Segundo o site Stop Shark Finning, um prato dessa sopa pode custar até 100 dólares nos restaurantes, o que faz com que pescadores espalhados pelo mundo não poupem esforços para garantir as tais barbatanas capazes de aumentar consideravelmente o lucro dos negócios. Não precisamos ir muito longe nessa história para concluir que, uma vez que apenas as barbatanas interessam, depois de mutilados os animais são jogados de volta ao mar para morrer.

Isso, por si só, já é o suficiente para nenhum ser humano querer consumir esse tipo de alimento. Mas vamos seguir. Ao que parece, a barbatana em si não tem gosto de nada, serve apenas para dar textura e consistência a um caldo de legumes ou frango. Quer mais? A medicina chinesa atribui à iguaria propriedades medicinais, enquanto estudos recentes comprovam que a carne do tubarão possui altas doses de mercúrio se comparada à de outros peixes. Então? Ficou com água na boca?!

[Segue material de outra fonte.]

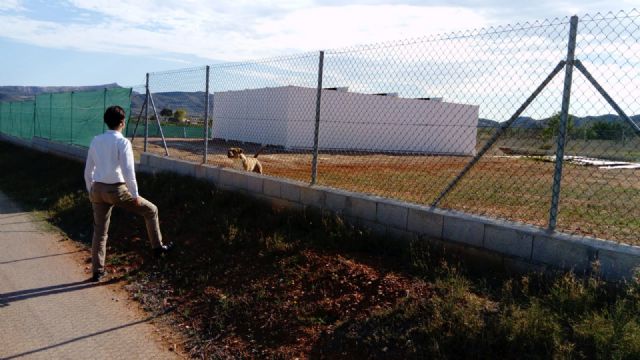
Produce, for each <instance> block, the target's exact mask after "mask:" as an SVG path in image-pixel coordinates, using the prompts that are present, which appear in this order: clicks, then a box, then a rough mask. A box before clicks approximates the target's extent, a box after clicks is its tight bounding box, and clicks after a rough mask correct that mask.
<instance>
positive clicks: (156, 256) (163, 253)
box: [153, 243, 175, 257]
mask: <svg viewBox="0 0 640 360" xmlns="http://www.w3.org/2000/svg"><path fill="white" fill-rule="evenodd" d="M174 247H175V245H174V244H173V243H168V244H165V245H162V246H160V247H157V248H155V249H153V255H155V256H156V257H160V256H162V255H163V254H168V253H170V252H171V250H173V248H174Z"/></svg>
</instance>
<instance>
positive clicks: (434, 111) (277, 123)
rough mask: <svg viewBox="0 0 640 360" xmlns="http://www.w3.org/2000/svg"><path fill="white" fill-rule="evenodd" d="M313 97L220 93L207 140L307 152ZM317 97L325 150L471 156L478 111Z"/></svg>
mask: <svg viewBox="0 0 640 360" xmlns="http://www.w3.org/2000/svg"><path fill="white" fill-rule="evenodd" d="M316 96H317V90H316V89H313V88H306V87H298V86H282V87H273V88H261V89H250V90H239V91H226V92H217V93H215V96H214V101H213V119H214V123H213V131H212V135H213V137H214V138H219V139H225V140H235V141H243V142H252V143H258V144H269V145H278V146H283V147H285V148H289V149H311V148H313V138H314V131H315V117H316ZM321 96H322V102H321V106H320V134H319V146H320V149H322V150H357V151H381V152H403V153H407V152H409V153H426V154H448V155H473V154H475V147H476V131H477V125H478V106H475V105H465V104H456V103H449V102H445V101H442V99H441V98H432V99H428V98H423V99H407V98H402V97H398V96H397V94H396V93H390V94H362V93H354V92H349V91H348V90H347V89H346V88H333V89H323V90H322V94H321Z"/></svg>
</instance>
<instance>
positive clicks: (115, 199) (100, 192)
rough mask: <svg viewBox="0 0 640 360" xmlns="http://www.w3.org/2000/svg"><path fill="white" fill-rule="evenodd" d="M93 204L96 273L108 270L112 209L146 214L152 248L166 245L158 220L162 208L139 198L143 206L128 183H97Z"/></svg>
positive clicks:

Em Cingapura, a Cold Storage, uma das maiores redes de supermercado do país, aboliu a venda da barbatana e da carne de tubarão. Em pouco tempo, outras empresas do mesmo segmento, como o Carrefour e o Fair Price, seguiram o exemplo e retiraram os produtos de suas prateleiras. Mas ainda assim por aqui a sopa é muito popular entre os chineses. Restaurantes de luxo oferecem o prato sem constrangimentos, casais continuam o esbanjando em suas bodas e ninguém esconde a vontade de experimentar o gostinho da riqueza!

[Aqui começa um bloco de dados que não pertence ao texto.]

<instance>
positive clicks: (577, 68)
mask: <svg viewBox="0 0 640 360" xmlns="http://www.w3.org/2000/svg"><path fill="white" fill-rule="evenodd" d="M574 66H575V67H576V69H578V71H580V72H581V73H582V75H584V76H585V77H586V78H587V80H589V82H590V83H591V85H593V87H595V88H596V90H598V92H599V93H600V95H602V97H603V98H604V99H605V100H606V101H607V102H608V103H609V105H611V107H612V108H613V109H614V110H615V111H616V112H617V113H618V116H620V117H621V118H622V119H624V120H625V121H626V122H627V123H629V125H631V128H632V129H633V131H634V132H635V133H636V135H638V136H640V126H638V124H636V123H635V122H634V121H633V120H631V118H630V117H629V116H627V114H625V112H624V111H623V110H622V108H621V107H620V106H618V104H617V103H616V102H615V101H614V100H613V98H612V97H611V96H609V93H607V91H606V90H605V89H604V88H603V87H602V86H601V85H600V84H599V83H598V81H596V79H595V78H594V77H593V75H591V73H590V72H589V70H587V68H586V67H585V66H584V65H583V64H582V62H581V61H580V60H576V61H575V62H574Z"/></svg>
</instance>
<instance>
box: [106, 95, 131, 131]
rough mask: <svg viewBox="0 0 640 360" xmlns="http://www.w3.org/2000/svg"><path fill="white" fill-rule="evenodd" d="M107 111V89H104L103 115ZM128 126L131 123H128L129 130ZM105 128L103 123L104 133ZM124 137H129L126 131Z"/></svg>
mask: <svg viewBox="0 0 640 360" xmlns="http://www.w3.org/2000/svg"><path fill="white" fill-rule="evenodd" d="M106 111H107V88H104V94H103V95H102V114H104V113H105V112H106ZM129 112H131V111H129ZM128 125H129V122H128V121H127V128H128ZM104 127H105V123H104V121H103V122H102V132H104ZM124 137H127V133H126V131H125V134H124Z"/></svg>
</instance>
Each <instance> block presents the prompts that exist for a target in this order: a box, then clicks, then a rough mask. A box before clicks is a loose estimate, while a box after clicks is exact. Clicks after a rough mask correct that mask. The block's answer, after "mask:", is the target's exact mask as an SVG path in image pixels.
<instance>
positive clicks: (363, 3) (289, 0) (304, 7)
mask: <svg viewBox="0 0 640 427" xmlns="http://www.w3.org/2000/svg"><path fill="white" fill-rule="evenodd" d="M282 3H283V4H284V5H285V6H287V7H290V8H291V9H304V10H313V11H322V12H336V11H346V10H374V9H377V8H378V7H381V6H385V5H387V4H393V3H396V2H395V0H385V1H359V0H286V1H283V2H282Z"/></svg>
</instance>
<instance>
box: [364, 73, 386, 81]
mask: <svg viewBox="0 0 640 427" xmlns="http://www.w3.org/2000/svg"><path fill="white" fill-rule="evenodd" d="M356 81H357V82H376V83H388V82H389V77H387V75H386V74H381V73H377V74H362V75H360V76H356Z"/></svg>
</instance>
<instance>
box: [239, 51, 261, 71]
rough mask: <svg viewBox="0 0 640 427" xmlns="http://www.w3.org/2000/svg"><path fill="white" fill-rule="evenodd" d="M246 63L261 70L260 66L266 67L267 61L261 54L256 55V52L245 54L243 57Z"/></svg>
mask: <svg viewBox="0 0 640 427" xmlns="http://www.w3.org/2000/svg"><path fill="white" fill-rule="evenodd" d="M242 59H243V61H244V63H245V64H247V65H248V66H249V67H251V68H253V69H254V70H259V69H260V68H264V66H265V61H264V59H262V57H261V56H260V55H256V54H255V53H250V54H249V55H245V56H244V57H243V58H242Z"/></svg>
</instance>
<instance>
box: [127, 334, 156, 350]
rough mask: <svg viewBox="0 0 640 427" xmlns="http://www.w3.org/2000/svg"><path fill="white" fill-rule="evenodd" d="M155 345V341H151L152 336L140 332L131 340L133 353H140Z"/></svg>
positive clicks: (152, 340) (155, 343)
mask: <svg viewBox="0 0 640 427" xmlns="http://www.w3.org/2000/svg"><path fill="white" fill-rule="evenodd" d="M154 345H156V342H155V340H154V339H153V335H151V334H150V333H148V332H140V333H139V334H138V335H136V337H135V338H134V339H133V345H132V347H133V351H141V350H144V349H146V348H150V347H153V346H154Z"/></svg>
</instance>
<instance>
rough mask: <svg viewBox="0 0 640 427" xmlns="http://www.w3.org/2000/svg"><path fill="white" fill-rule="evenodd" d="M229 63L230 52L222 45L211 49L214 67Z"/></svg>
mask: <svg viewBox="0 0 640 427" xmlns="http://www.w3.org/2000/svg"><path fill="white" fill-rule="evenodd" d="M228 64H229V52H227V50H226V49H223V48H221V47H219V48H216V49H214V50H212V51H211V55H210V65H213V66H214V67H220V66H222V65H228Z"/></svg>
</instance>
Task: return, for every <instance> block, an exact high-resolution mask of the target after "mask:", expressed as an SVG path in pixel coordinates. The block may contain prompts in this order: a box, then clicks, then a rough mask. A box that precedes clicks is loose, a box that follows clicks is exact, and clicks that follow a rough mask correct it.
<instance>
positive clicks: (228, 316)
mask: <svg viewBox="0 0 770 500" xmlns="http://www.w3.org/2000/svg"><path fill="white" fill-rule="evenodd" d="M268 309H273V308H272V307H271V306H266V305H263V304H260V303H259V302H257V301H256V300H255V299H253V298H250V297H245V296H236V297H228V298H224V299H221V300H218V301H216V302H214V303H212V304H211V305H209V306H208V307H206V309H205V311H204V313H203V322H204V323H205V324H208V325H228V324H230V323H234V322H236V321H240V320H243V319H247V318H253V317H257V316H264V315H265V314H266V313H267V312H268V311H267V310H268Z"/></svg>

Segundo a organização Sea Shepherd, mais de 100 milhões de tubarões são abatidos todos os anos. Oito mil toneladas de barbatana são processadas anualmente, sendo que ela constitui apenas 4% do corpo do animal. Dezoito espécies de tubarão estão ameaçadas de extinção. Esse é o preço da ostentação.

Então, quando estiver viajando e se sentir tentado a experimentar a culinária local, pare e pense se aquele prato representa uma tradição que merece ser preservada ou se é apenas a herança de uma prática que há muito deveria ter sido extinta.